Studio album by Swallow the Sun
- Released: August 24, 2005
- Recorded: 24 January – 20 February 2005
- Genre: Death-doom; melodic death metal; gothic metal;
- Length: 65:59
- Label: Firebox Records
- Producer: Swallow the Sun

Swallow the Sun chronology
| The Morning Never Came (2003) | Ghosts of Loss (2005) | Hope (2007) |

= Ghosts of Loss =

Ghosts of Loss is the second studio album by Finnish death-doom band Swallow the Sun, released on August 24, 2005. Compared with their debut, this album has more influences of gothic metal.

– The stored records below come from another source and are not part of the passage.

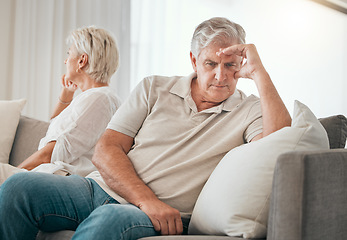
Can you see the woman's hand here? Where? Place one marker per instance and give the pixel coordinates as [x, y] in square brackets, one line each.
[68, 85]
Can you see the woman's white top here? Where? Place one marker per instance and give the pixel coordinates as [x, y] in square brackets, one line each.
[77, 129]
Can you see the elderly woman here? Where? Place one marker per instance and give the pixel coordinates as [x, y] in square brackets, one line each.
[77, 123]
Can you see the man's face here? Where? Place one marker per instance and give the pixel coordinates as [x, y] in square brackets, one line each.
[215, 74]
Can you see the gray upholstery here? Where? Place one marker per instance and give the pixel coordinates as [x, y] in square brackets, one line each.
[336, 127]
[309, 198]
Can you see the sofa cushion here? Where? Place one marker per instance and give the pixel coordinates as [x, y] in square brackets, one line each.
[10, 112]
[27, 139]
[235, 199]
[336, 127]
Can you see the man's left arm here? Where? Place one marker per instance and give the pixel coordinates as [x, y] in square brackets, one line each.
[274, 112]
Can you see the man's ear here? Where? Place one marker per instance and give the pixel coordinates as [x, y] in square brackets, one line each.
[193, 61]
[83, 60]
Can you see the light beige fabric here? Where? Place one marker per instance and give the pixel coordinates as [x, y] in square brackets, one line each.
[9, 117]
[7, 170]
[176, 147]
[77, 129]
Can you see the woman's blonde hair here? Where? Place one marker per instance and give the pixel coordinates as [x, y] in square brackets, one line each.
[102, 51]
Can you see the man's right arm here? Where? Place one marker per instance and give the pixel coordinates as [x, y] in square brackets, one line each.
[115, 167]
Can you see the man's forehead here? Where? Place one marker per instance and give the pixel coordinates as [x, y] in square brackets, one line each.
[210, 54]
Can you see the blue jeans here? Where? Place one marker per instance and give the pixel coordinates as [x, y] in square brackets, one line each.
[30, 202]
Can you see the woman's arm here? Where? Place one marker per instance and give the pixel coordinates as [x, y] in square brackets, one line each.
[41, 156]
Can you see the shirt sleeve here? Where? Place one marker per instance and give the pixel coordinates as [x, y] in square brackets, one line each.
[133, 112]
[89, 119]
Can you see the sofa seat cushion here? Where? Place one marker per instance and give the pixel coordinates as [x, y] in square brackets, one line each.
[235, 199]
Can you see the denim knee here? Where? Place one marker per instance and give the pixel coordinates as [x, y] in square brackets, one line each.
[116, 221]
[15, 189]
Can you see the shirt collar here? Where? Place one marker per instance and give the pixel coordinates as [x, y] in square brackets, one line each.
[182, 89]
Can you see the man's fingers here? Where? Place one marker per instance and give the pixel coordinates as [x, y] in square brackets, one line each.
[156, 224]
[179, 226]
[239, 50]
[164, 228]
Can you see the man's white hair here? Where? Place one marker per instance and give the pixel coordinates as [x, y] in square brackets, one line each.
[102, 51]
[216, 30]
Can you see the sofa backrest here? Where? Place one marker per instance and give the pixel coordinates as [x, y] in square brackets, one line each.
[30, 131]
[27, 139]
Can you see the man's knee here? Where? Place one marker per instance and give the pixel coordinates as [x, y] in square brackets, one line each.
[118, 221]
[21, 187]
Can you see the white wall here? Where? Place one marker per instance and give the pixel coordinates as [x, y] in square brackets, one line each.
[302, 44]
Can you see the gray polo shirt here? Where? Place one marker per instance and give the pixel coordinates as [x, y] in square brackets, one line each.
[176, 148]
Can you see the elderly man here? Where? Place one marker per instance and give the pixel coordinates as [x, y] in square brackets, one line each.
[158, 151]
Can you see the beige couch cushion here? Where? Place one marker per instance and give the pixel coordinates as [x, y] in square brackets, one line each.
[27, 138]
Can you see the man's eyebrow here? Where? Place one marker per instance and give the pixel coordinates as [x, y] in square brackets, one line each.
[209, 60]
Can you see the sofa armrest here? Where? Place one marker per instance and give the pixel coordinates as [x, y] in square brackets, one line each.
[309, 196]
[27, 139]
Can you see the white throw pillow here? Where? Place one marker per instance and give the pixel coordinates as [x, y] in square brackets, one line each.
[235, 199]
[10, 112]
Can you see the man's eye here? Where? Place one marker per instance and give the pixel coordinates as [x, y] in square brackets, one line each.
[230, 65]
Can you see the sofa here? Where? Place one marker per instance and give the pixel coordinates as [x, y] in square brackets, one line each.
[309, 190]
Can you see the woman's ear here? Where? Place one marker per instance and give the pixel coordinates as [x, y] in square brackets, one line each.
[83, 60]
[193, 61]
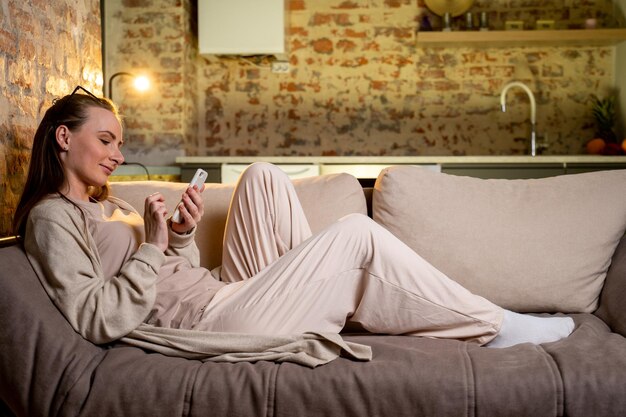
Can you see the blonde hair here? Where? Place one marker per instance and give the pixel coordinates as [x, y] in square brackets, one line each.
[45, 171]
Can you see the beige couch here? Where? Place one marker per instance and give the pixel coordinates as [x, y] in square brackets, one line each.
[549, 245]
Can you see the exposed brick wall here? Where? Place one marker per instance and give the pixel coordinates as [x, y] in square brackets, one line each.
[156, 38]
[359, 84]
[46, 49]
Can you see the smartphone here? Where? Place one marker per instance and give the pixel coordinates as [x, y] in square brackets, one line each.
[198, 179]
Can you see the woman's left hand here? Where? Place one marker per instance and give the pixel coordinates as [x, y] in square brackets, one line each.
[191, 210]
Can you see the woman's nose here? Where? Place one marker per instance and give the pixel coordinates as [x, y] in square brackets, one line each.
[118, 157]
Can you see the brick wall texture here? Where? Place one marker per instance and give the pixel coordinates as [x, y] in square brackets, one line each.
[46, 49]
[360, 84]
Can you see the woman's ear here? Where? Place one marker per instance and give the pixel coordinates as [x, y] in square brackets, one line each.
[62, 136]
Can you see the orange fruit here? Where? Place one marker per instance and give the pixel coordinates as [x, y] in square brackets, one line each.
[595, 146]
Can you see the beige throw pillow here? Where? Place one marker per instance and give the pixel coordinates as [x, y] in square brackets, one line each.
[540, 245]
[324, 199]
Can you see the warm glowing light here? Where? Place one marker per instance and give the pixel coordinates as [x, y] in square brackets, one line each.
[141, 83]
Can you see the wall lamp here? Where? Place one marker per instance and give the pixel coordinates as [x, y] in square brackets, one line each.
[140, 82]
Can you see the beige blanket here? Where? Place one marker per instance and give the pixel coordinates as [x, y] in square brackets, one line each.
[309, 349]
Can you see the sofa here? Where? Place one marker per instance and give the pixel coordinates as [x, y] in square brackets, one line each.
[545, 246]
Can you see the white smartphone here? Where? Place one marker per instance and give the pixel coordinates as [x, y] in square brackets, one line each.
[198, 179]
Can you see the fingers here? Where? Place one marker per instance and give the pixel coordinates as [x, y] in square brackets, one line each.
[154, 221]
[155, 206]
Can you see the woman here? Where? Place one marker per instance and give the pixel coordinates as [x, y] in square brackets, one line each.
[108, 270]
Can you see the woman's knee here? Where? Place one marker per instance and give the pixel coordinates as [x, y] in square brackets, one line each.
[357, 223]
[261, 169]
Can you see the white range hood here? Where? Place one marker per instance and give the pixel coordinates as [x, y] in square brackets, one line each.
[242, 27]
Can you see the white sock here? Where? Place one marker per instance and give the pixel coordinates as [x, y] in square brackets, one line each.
[523, 328]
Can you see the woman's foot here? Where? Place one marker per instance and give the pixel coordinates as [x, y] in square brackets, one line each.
[522, 328]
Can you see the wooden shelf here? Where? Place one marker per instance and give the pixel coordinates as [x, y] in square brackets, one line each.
[500, 38]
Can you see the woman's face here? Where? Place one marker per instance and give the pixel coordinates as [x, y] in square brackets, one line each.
[93, 152]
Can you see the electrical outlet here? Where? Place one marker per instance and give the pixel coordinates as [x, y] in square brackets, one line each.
[280, 67]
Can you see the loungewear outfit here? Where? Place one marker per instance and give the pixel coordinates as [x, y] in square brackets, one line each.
[276, 277]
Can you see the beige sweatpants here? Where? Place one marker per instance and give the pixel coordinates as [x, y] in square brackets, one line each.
[282, 280]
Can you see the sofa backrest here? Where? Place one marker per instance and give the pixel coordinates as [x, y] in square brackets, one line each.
[541, 245]
[324, 199]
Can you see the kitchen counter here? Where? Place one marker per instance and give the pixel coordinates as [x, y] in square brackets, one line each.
[479, 159]
[366, 168]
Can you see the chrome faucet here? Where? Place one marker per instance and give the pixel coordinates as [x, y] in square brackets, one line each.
[533, 111]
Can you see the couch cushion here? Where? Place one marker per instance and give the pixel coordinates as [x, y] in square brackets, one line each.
[324, 199]
[527, 245]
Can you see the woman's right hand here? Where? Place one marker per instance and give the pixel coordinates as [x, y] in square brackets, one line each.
[154, 221]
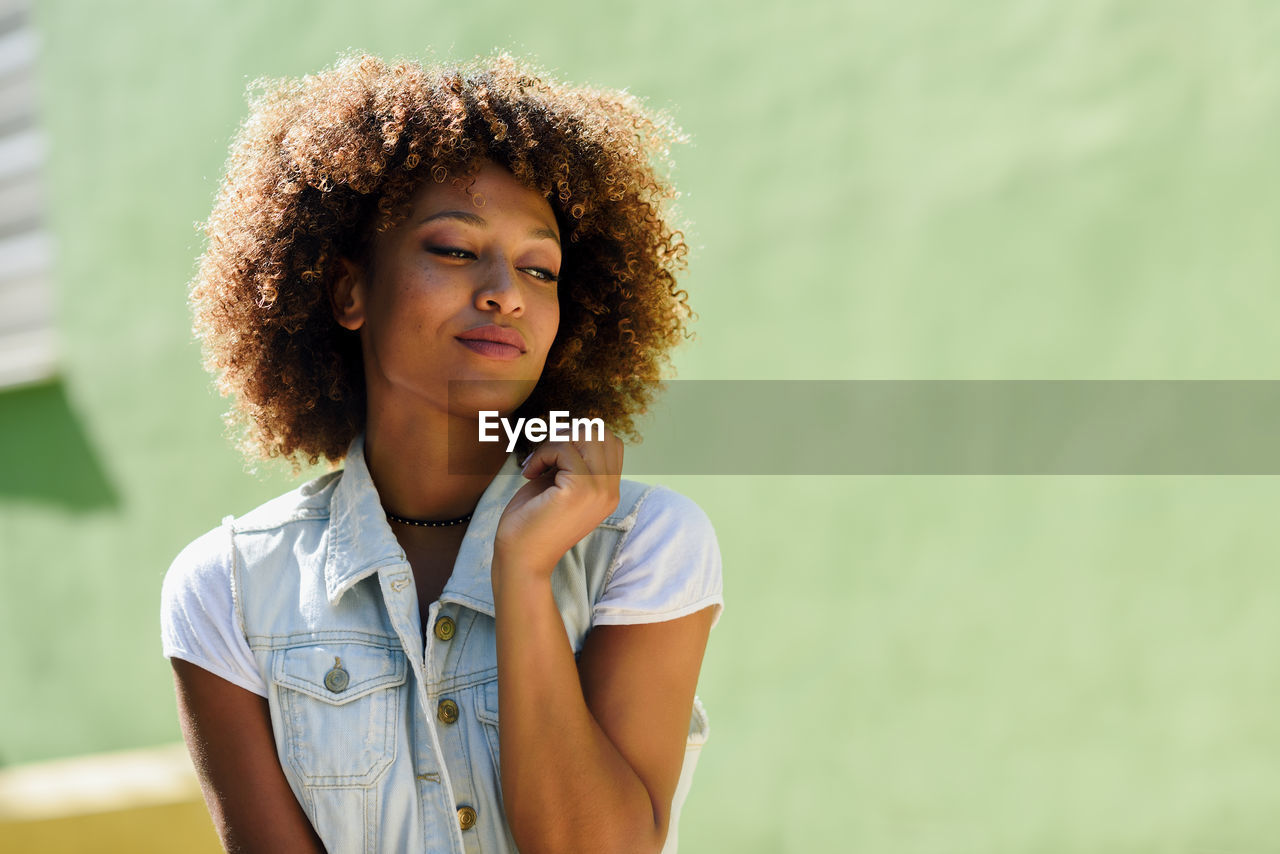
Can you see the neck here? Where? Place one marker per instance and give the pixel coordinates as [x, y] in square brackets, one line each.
[410, 456]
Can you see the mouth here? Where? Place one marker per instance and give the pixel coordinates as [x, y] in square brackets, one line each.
[492, 348]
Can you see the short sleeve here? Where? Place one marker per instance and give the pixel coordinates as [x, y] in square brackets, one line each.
[667, 566]
[197, 613]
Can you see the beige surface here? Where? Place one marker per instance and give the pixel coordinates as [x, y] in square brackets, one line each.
[136, 802]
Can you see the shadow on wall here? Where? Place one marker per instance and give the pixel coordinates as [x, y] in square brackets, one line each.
[45, 455]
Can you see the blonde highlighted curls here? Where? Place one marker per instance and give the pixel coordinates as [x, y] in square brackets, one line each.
[325, 161]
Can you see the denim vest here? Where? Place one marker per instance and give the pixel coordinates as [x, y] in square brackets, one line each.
[388, 735]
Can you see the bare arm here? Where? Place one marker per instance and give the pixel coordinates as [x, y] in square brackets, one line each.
[228, 733]
[590, 752]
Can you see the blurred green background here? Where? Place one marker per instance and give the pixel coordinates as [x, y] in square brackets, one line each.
[992, 190]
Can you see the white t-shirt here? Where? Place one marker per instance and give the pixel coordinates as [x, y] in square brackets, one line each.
[668, 566]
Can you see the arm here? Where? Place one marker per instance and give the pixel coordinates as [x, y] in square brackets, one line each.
[590, 753]
[228, 733]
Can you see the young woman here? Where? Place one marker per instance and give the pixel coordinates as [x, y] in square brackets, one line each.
[443, 647]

Some of its themes are greatly influenced by the 1990-91 TV serial Twin Peaks.

Professional ratings
Review scores
| Source | Rating |
| Allmusic | Star Half star |

==Track listing==
All songs written by Juha Raivio.

| No. | Title | Length |
|---|---|---|
| 1. | "The Giant" | 11:56 |
| 2. | "Descending Winters" | 6:11 |
| 3. | "Psychopath's Lair" | 5:52 |
| 4. | "Forgive Her..." | 9:00 |
| 5. | "Fragile" | 7:14 |
| 6. | "Ghost of Laura Palmer" | 8:07 |
| 7. | "Gloom, Beauty and Despair" | 8:45 |
| 8. | "The Ship" | 8:54 |

==Personnel==
- Mikko Kotamäki - vocals
- Markus Jämsen - guitar
- Juha Raivio - guitar
- Aleksi Munter - keyboards
- Matti Honkonen - bass guitar
- Pasi Pasanen - drums

== Production ==
- Recorded, engineered & mixed by Sami Kokko.
- Mastered by Minerva Pappi.

== Chart positions ==

| Year | Chart | Peak |
|---|---|---|
| 2005 | Finnish Top 40 Albums Chart | 8 |

== Cultural references ==
The album contains multiple references to the TV series Twin Peaks. Laura Palmer is the girl around whose murder the series revolves. Guitarist Juha Raivio said in an interview, "The song got nothing to do with real Laura Palmer or Twin Peaks, but the feeling is there and everybody knows what kind of girl Laura really was. So, no love song here." The Giant is a character from the second season.